Muhalif Suriye bölgesinde faaliyet gösteren Azez Medya Ofisi ise toplantıda ele alınan önemli konu başlıklarının Ankara ile Şam yönetimi arasında normalleşme girişimleri, bunun kurtarılan bölgeler için oluşturduğu tehlike ve “Suriye devrimiyle” ilişkilerin geleceği olduğunu açıkladı. Toplantıda söz alan muhalif liderlerin Türk yönetiminden, Suriyeli sığınmacıları korunmasının yanısıra, bölge güvenliğinin garantörü olmasını, muhalifleri müttefik olarak görmesini, bölge sakinlerinin çıkarları konusunda garantiler vermesini, ırkçılığı suç sayan yasayı yürürlüğe konmasını ve Suriyelilerin Türkiye’den sınır dışı edilmesine yönelik uygulamalara son verilmesini talep etti.
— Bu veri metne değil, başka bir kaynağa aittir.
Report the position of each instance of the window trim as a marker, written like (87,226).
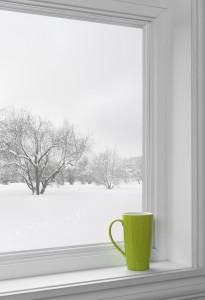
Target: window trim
(126,15)
(13,265)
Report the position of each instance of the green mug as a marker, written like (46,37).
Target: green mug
(137,227)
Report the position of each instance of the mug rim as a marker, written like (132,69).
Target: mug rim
(142,213)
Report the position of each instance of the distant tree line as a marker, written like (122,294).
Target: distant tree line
(38,153)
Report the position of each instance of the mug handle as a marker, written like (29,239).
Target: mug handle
(111,238)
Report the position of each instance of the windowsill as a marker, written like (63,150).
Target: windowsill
(89,280)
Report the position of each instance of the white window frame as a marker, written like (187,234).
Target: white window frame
(149,16)
(104,255)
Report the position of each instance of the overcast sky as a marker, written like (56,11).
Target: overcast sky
(88,73)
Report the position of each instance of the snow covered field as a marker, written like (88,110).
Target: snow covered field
(63,216)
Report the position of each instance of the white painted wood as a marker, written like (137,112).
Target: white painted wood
(178,133)
(108,11)
(198,125)
(29,263)
(58,260)
(169,281)
(188,284)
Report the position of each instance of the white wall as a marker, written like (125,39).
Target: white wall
(178,139)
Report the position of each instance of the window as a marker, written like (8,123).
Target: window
(151,20)
(71,130)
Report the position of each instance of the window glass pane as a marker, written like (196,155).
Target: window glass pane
(70,130)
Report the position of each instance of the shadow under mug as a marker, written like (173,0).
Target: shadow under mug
(137,227)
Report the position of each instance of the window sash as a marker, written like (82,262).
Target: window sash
(36,262)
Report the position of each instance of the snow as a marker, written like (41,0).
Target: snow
(64,216)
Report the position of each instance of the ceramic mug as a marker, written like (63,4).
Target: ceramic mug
(137,227)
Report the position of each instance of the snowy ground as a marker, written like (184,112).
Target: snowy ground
(63,216)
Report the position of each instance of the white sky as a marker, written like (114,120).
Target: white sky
(88,73)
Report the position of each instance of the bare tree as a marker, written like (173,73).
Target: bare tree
(37,149)
(105,169)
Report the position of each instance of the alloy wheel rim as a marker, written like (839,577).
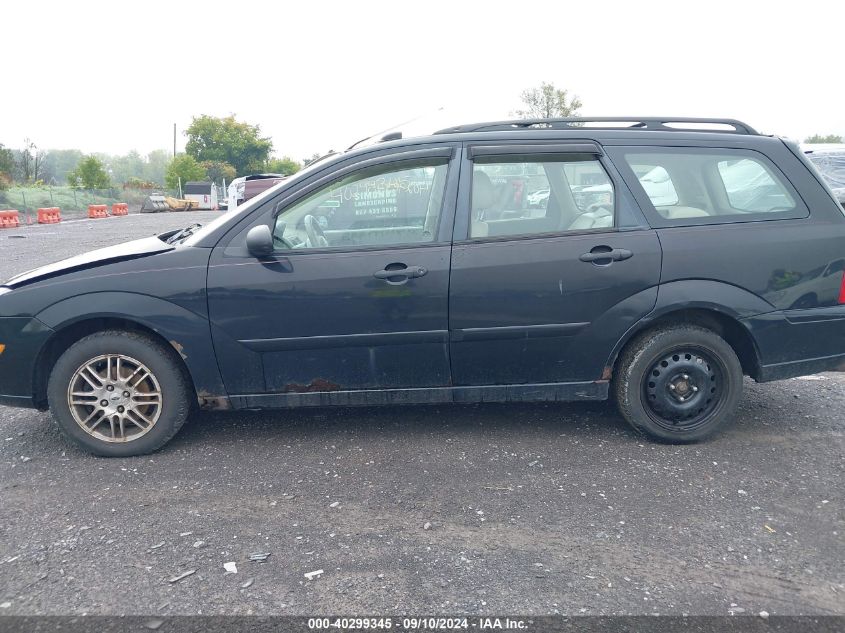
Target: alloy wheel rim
(683,389)
(115,398)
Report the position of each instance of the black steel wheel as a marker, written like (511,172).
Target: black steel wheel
(678,383)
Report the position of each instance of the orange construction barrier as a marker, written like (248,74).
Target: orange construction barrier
(9,219)
(97,211)
(49,215)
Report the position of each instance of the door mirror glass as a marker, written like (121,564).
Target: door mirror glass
(259,241)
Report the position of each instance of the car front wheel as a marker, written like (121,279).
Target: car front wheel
(678,383)
(118,394)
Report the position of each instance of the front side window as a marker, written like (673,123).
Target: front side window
(699,186)
(380,206)
(537,196)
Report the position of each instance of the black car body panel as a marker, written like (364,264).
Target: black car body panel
(491,318)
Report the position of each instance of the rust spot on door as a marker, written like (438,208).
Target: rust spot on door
(317,384)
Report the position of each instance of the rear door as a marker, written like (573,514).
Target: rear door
(552,263)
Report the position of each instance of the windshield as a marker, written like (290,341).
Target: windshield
(230,217)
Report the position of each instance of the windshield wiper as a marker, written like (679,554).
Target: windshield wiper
(183,234)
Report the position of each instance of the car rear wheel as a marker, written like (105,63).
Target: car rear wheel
(118,394)
(678,384)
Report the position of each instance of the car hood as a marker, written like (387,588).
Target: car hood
(119,252)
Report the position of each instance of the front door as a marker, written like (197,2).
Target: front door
(355,295)
(552,263)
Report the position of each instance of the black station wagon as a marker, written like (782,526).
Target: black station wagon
(653,260)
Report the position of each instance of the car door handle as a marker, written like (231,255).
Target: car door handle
(409,272)
(602,253)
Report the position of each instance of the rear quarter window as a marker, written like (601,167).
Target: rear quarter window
(689,186)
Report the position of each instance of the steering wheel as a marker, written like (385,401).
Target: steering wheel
(316,236)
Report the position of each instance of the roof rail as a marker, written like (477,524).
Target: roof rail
(663,124)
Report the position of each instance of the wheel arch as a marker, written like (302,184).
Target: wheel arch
(184,334)
(729,328)
(63,339)
(716,306)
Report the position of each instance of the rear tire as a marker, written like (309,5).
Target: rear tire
(678,383)
(118,394)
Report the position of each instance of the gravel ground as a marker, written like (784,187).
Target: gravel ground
(518,508)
Ofisin aktardığı bilgiye göre, toplantıda bölgede tüm kurumlarda aile veya hizipçiliğe dayalı bir yönetim anlayışının bulunduğu iddiasını gündeme getiren konuşmacılar, kötü yönetime son verilmesi için bölgede seçim yapılmasını, hükümetten başlayarak yerel meclislere kadar tüm kurumlarda halkın temsilinin önünün açılmasını talep etti. Toplantıda, bölgedeki Türk koordinatörlerin Suriye kurumlarındaki yetkilerinin açıkça belirlenmesi ve konsey, örgüt ve birlikler üzerindeki yetkilerinin azaltılması talepler arasında sıralandı.

 

"
"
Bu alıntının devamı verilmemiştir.